D’un pas lent et précautionneux, il guidait son bourrin par la bride dans la descente qu’il devinait traîtresse. Voyager de nuit n’était pas très prudent ; mais la canicule diurne ne lui permettait pas de parcourir la distance autrement. A chaque fois que c’était possible, il avait préféré attendre patiemment, dans un abris relatif, que les températures chutent jusqu’à l’acceptable, pour lui autant que pour sa monture.

Cette dernière n’avait qu’une seule fonction, porter l’eau, suffisamment pour eux deux. Et quand il voyait toutes ces outres, maintenant plates, il ne pouvait que se réjouir d’avoir la ville en vue. Il était temps, grand temps, d’y parvenir. Il leva les yeux encore une fois sur le chemin parcouru et réussi enfin à deviner l’anfractuosité dans le vieux cratère qui délimitait l’accès – on ne pouvait pas décemment l’appeler une route ou même un chemin – vers la cité millénaire.

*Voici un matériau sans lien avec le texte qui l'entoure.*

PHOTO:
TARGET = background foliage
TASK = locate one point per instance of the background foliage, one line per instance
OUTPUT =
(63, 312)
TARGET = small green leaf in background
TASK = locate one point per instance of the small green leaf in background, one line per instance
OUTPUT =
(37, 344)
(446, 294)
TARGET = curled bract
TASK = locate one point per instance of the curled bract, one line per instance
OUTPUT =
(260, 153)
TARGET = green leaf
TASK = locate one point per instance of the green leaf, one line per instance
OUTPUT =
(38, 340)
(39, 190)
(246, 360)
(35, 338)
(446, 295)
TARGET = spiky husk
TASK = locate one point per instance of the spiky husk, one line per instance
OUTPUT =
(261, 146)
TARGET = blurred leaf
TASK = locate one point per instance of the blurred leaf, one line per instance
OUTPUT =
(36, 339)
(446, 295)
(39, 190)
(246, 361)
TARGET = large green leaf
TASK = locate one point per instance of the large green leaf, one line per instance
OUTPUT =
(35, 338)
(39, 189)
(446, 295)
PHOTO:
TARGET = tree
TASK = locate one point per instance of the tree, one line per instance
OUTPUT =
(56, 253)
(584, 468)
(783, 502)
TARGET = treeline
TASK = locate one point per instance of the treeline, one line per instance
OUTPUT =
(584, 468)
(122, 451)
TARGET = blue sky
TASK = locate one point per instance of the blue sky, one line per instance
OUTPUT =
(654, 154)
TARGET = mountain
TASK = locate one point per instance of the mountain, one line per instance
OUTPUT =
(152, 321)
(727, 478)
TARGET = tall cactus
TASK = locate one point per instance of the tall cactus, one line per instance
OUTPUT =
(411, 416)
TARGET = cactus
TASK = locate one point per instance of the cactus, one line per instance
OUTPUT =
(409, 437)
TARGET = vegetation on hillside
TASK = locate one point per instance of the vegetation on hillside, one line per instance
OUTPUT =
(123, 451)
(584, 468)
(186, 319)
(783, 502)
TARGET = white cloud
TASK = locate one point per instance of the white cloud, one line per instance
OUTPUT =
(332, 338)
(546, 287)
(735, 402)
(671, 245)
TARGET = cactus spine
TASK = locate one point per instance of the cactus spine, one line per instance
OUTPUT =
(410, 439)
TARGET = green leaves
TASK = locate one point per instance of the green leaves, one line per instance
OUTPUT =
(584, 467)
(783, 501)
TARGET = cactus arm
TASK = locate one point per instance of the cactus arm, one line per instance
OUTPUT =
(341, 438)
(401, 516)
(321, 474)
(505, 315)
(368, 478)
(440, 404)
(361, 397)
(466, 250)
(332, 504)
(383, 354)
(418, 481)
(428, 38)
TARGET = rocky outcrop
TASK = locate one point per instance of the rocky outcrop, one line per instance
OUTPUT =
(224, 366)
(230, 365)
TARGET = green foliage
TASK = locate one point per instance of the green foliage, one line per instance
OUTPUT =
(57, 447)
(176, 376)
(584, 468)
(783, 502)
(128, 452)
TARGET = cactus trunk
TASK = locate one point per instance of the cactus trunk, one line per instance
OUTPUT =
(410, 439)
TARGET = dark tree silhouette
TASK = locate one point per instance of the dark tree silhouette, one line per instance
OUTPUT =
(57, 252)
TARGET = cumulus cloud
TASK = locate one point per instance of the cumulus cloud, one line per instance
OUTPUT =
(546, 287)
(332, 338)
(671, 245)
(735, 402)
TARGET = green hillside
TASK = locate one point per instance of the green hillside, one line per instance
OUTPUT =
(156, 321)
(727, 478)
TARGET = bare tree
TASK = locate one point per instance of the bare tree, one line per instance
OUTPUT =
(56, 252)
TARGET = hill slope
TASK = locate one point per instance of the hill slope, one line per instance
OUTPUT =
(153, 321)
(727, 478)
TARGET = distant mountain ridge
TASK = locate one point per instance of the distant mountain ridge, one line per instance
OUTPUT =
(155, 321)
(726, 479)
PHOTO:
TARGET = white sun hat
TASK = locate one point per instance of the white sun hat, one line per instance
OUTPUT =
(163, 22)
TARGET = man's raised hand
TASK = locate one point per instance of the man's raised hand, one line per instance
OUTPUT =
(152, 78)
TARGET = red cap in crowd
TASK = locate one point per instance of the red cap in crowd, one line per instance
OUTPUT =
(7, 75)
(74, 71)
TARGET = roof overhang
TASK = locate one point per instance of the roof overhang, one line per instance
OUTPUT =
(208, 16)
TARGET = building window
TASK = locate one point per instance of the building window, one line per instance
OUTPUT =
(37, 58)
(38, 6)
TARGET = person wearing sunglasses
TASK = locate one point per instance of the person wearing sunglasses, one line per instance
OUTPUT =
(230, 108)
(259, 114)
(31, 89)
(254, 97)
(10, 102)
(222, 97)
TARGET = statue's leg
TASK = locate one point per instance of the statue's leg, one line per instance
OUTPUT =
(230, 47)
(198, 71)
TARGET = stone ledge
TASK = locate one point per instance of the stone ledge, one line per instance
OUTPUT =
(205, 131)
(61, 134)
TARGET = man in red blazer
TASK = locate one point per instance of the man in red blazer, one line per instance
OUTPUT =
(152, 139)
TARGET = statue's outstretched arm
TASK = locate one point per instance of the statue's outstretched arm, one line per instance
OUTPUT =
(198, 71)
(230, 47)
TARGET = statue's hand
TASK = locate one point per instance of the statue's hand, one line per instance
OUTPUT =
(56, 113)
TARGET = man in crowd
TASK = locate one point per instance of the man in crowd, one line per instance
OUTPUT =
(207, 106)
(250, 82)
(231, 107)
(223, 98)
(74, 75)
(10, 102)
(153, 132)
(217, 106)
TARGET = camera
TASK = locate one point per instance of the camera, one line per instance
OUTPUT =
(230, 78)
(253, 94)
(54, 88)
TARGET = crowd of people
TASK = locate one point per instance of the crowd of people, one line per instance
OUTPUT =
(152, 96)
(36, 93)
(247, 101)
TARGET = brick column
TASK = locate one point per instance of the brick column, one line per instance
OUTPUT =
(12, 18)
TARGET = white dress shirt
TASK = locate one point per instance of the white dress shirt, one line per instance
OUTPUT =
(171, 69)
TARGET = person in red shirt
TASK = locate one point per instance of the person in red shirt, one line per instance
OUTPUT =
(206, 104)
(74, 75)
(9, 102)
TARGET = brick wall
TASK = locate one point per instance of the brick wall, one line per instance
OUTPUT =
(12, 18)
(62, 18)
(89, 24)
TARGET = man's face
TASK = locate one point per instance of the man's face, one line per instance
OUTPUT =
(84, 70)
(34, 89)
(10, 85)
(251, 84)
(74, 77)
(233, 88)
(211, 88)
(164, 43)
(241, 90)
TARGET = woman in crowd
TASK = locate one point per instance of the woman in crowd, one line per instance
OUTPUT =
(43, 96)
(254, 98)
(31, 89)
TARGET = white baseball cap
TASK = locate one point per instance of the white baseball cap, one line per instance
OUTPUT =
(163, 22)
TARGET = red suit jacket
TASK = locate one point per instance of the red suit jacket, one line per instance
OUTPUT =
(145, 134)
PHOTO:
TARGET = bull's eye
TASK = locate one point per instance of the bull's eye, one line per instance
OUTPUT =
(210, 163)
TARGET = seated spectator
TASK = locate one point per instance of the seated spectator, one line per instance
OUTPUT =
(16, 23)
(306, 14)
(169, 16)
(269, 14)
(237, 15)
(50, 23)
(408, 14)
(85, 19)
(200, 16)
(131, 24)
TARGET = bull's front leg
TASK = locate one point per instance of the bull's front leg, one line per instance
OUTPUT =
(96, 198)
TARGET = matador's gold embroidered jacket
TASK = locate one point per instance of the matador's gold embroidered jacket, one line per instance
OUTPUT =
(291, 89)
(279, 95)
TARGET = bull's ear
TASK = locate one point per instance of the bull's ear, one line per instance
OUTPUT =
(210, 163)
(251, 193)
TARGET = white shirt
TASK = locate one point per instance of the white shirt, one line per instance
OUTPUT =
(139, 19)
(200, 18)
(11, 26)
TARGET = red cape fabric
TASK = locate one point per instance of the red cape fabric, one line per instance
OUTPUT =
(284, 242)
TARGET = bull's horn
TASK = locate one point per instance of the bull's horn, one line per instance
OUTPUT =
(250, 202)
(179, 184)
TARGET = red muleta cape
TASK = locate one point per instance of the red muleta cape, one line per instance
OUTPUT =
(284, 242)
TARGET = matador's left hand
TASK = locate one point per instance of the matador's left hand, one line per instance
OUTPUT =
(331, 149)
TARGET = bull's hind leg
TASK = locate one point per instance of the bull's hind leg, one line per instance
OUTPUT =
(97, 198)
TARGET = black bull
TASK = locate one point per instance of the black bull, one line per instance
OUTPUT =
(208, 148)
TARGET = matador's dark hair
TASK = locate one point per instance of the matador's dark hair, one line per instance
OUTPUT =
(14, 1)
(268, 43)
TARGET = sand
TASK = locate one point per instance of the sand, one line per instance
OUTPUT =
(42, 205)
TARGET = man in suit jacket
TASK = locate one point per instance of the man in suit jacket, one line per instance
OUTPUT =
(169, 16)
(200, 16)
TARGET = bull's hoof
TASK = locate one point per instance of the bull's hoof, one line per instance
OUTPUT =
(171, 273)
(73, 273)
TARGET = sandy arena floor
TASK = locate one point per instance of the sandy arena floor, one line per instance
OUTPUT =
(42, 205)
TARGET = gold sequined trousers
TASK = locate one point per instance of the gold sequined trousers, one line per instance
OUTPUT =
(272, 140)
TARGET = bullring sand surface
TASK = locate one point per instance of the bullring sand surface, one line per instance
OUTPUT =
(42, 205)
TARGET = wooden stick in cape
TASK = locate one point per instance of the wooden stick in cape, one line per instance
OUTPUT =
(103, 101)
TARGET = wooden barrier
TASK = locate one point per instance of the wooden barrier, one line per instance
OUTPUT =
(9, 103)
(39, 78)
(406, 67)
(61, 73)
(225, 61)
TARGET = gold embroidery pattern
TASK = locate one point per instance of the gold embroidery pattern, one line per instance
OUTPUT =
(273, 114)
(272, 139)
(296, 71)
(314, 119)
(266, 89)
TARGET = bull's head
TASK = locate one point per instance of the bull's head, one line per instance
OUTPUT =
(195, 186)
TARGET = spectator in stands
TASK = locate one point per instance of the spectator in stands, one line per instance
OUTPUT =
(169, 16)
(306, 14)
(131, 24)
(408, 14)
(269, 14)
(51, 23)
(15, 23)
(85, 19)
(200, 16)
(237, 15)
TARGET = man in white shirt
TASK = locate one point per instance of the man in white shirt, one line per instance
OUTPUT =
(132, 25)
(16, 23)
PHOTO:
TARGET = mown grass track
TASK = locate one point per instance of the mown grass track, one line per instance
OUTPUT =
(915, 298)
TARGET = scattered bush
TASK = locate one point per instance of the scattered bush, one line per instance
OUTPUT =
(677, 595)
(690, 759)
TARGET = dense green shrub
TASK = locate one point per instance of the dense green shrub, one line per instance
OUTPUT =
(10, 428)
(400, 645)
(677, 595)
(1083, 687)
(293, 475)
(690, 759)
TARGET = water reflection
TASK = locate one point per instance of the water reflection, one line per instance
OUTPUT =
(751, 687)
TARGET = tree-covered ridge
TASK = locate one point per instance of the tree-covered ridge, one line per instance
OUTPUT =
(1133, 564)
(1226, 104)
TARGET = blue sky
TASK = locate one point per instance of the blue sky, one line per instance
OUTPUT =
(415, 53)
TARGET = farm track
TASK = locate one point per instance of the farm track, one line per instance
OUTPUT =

Après un dernier hochement de tête, menton en avant, marquant sa satisfaction au regard des efforts accomplis, il reparti, espérant terminer la nuit sur une vraie couche. Il touchait au but.

Aucune enceinte ne protégeait les habitations ; contre quoi auraient-ils eu à se défendre ? Pas même le tyran le plus fou n’oserait envoyer une armée ici. Ce serait du suicide. Des bêtes sauvages ? Pas une ne pourrait survivre dans un tel enfer. Et puis, quelle en serait la raison ? Qui voudrait attaquer de vieux sages sans aucune richesse matérielle ?

Il connaissait l’histoire de la ville. Elle était chantée par les troubadours dans toutes les cours de ce monde.

Il était une fois un vieil érudit qui souhaitait transmettre son savoir.

Il s’en fut voir son roi, lui quémandant des fonds pour ouvrir une école.

Ce dernier lui rit au nez, « A une deuxième je ne peux pourvoir.

La nôtre ne vous plaît pas ? »

Il était d’un autre courant de pensée, nouvel en cet ancien temps.

Il avait si peu d’adeptes que les cours se moquèrent de sa gloriole.

Partout on lui fit la même réponse, « Vous n’aurez rien. Fichez le camp !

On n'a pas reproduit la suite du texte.